Sentiment Classification using NLP techniques to optimize Customer Experience
Domain
B2B SaaS
Customer-type:
B2B SaaS marketplace
Overview
The perception a customer holds towards a brand can reveal a lot of hidden insights about its functioning. Understanding customer perception and working on improving it mission-critical for companies to retain existing customers and acquire new customers.
Sentiment analysis is a popular way for organizations to determine and categorize opinions about a product, service, or idea. It can help determine the opinions of customers by analysing their public opinions about topics and gain valuable insights which in turn can help provide better customer experiences.

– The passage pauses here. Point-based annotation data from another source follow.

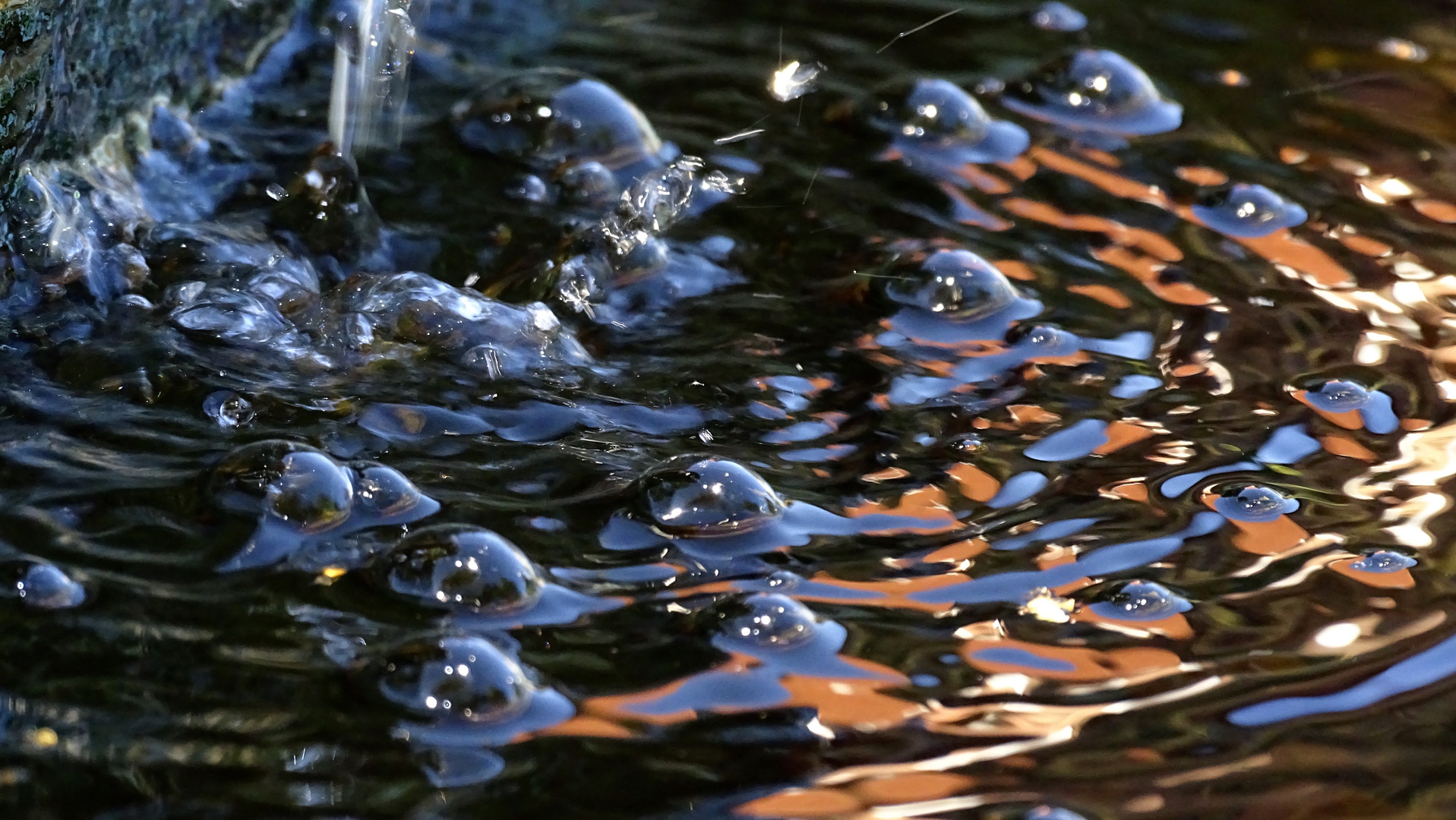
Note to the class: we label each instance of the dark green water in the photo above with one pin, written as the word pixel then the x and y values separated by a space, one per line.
pixel 1146 520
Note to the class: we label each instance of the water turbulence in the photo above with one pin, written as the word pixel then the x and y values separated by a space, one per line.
pixel 663 410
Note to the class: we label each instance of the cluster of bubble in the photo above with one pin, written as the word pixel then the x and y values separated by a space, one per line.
pixel 303 497
pixel 586 146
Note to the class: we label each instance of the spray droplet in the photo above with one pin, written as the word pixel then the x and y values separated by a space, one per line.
pixel 1059 17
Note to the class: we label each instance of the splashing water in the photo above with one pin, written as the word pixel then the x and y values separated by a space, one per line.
pixel 374 44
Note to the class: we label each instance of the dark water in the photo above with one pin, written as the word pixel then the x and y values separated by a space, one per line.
pixel 1082 458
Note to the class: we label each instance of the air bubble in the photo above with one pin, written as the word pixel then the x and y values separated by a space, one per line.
pixel 1059 17
pixel 1142 601
pixel 546 117
pixel 1249 212
pixel 1095 90
pixel 1254 504
pixel 460 566
pixel 936 120
pixel 456 677
pixel 1338 396
pixel 228 410
pixel 772 623
pixel 955 283
pixel 49 588
pixel 312 494
pixel 1384 561
pixel 702 497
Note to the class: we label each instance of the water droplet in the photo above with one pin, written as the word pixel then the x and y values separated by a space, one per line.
pixel 49 588
pixel 546 117
pixel 1338 395
pixel 1059 17
pixel 1142 601
pixel 771 623
pixel 1403 50
pixel 228 410
pixel 314 494
pixel 459 677
pixel 955 283
pixel 1252 503
pixel 695 496
pixel 460 566
pixel 1384 561
pixel 794 80
pixel 1097 90
pixel 1249 212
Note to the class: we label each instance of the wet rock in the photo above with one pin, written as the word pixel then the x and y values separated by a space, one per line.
pixel 327 207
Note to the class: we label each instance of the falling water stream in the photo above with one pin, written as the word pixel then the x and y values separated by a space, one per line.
pixel 886 410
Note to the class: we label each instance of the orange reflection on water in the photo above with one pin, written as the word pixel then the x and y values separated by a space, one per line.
pixel 1398 580
pixel 928 504
pixel 1262 538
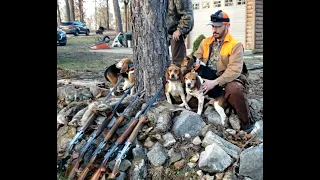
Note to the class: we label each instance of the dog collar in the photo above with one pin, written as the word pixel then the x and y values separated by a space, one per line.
pixel 196 68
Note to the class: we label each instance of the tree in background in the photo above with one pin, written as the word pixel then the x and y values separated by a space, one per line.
pixel 150 46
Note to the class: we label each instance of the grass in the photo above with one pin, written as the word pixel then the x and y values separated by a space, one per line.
pixel 76 55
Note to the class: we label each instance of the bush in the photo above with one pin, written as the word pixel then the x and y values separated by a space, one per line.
pixel 197 42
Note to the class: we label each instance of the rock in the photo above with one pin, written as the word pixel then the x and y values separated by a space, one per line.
pixel 195 158
pixel 179 164
pixel 228 147
pixel 251 162
pixel 187 122
pixel 196 140
pixel 174 156
pixel 214 159
pixel 169 139
pixel 234 122
pixel 157 155
pixel 148 143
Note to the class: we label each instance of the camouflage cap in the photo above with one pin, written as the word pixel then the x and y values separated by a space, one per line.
pixel 219 18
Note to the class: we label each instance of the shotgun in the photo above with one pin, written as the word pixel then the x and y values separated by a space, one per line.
pixel 101 170
pixel 102 144
pixel 71 172
pixel 123 153
pixel 81 132
pixel 76 138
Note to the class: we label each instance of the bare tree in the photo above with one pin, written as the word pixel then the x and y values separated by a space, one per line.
pixel 72 10
pixel 68 10
pixel 108 19
pixel 150 47
pixel 58 9
pixel 117 16
pixel 80 3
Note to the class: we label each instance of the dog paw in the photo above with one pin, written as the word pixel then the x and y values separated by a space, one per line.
pixel 188 108
pixel 181 105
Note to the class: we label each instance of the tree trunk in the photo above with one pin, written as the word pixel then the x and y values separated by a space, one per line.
pixel 68 10
pixel 59 15
pixel 117 15
pixel 81 10
pixel 126 14
pixel 107 23
pixel 150 46
pixel 72 10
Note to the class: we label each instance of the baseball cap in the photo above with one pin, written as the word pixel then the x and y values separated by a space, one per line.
pixel 219 18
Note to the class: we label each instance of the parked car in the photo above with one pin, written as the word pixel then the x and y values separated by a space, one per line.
pixel 61 37
pixel 74 27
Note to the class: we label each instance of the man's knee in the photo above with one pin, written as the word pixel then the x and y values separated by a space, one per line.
pixel 234 88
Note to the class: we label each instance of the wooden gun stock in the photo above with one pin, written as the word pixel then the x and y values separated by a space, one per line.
pixel 107 138
pixel 115 172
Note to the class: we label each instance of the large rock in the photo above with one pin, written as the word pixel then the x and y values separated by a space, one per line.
pixel 229 148
pixel 157 155
pixel 251 162
pixel 214 159
pixel 187 122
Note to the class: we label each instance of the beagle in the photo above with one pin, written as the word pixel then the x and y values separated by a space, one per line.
pixel 193 82
pixel 125 68
pixel 174 86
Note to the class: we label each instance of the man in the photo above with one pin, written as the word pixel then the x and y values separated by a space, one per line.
pixel 179 23
pixel 224 53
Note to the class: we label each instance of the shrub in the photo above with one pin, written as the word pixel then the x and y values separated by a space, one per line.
pixel 197 42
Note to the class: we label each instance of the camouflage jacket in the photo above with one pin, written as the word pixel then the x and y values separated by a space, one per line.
pixel 180 16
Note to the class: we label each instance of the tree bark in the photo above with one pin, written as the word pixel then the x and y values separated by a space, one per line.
pixel 126 14
pixel 72 10
pixel 59 15
pixel 117 16
pixel 68 10
pixel 81 10
pixel 107 23
pixel 150 46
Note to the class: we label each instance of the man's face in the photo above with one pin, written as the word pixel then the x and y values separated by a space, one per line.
pixel 219 31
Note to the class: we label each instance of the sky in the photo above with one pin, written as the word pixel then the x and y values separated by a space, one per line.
pixel 88 6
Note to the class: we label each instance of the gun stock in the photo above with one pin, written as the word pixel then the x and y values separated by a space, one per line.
pixel 94 135
pixel 110 133
pixel 122 154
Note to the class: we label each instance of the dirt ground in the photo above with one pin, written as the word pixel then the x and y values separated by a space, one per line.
pixel 77 62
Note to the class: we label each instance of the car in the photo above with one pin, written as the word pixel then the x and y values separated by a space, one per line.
pixel 61 37
pixel 75 28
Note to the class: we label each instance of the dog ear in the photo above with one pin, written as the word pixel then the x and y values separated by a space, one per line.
pixel 167 74
pixel 181 76
pixel 198 82
pixel 124 67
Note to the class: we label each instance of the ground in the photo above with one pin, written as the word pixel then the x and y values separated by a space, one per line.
pixel 78 62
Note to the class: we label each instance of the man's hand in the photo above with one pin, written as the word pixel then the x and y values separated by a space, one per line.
pixel 176 34
pixel 207 85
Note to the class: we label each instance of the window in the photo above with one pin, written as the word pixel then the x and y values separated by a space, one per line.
pixel 195 5
pixel 228 3
pixel 205 4
pixel 241 2
pixel 217 3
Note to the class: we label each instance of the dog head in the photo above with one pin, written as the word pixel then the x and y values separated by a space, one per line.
pixel 174 73
pixel 187 64
pixel 123 64
pixel 192 80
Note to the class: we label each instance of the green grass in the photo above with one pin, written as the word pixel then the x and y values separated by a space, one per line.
pixel 76 55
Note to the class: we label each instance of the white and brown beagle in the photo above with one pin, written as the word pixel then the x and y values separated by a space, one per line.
pixel 174 86
pixel 193 82
pixel 125 68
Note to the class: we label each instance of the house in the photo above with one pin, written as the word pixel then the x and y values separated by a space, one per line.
pixel 246 19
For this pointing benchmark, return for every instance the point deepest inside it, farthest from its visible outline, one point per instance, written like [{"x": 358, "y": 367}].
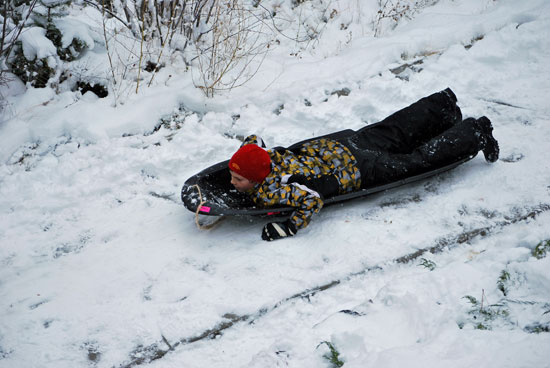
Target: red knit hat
[{"x": 251, "y": 162}]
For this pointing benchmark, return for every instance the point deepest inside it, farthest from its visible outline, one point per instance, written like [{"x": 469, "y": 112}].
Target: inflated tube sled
[{"x": 210, "y": 192}]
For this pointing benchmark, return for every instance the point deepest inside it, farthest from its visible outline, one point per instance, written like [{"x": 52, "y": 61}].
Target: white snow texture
[{"x": 102, "y": 266}]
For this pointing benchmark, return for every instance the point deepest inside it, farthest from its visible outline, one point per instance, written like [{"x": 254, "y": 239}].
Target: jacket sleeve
[
  {"x": 305, "y": 202},
  {"x": 254, "y": 139}
]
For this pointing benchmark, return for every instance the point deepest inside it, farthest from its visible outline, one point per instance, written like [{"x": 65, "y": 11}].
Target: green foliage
[
  {"x": 37, "y": 71},
  {"x": 482, "y": 316},
  {"x": 541, "y": 249},
  {"x": 69, "y": 53},
  {"x": 502, "y": 281},
  {"x": 333, "y": 356},
  {"x": 430, "y": 265}
]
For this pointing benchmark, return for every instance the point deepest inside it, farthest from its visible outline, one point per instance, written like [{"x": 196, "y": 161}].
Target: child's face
[{"x": 241, "y": 183}]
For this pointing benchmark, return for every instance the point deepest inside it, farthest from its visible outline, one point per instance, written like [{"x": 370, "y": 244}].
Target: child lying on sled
[{"x": 424, "y": 136}]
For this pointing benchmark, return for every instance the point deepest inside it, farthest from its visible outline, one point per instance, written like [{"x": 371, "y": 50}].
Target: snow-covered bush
[{"x": 43, "y": 38}]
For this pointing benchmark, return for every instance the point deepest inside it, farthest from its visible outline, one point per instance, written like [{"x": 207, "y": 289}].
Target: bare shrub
[{"x": 391, "y": 12}]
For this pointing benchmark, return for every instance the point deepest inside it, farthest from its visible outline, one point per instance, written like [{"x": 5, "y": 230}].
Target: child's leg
[
  {"x": 458, "y": 142},
  {"x": 412, "y": 126}
]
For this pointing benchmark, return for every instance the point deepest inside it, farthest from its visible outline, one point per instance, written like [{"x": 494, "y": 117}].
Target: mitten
[{"x": 278, "y": 230}]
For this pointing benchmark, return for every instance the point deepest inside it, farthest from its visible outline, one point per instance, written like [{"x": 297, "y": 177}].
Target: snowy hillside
[{"x": 102, "y": 266}]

However, platforms like social media and public forums where one could find such conversations are often opinionated, and the process of filtering the signal from the noice can prove to be really difficult.
The Problem
The client, who runs an online marketplace that provides freelancers a platform to sell their services, wanted to understand and improve their brand perception. They had a team which would examine popular social media platforms and public forums trying to analyse and understand what the customers are talking about and asking for. This was a really inefficient way of solving the problem and it was taking them nowhere. Upon realising this, the client approached Pinhead analytics looking for ways to optimize the entire process.
The Solution
Our team first analyzed the problem at hand thoroughly and built an initial rule-based system which would analyze and flag conversations as either positive or negative sentiments. We then used this flagged data to train a complex, BERT transfomer-based architecture model that helped identify not just the sentiment, but also the subject of the conversations.
The Impact
The sentiment classifier tool helped the client understand customer perception faster, and in a better manner. With the insights obtained from the classifier, the client built two additional features to their software which in turn produced a 28% MoM increase in the number of free-to-paid conversions.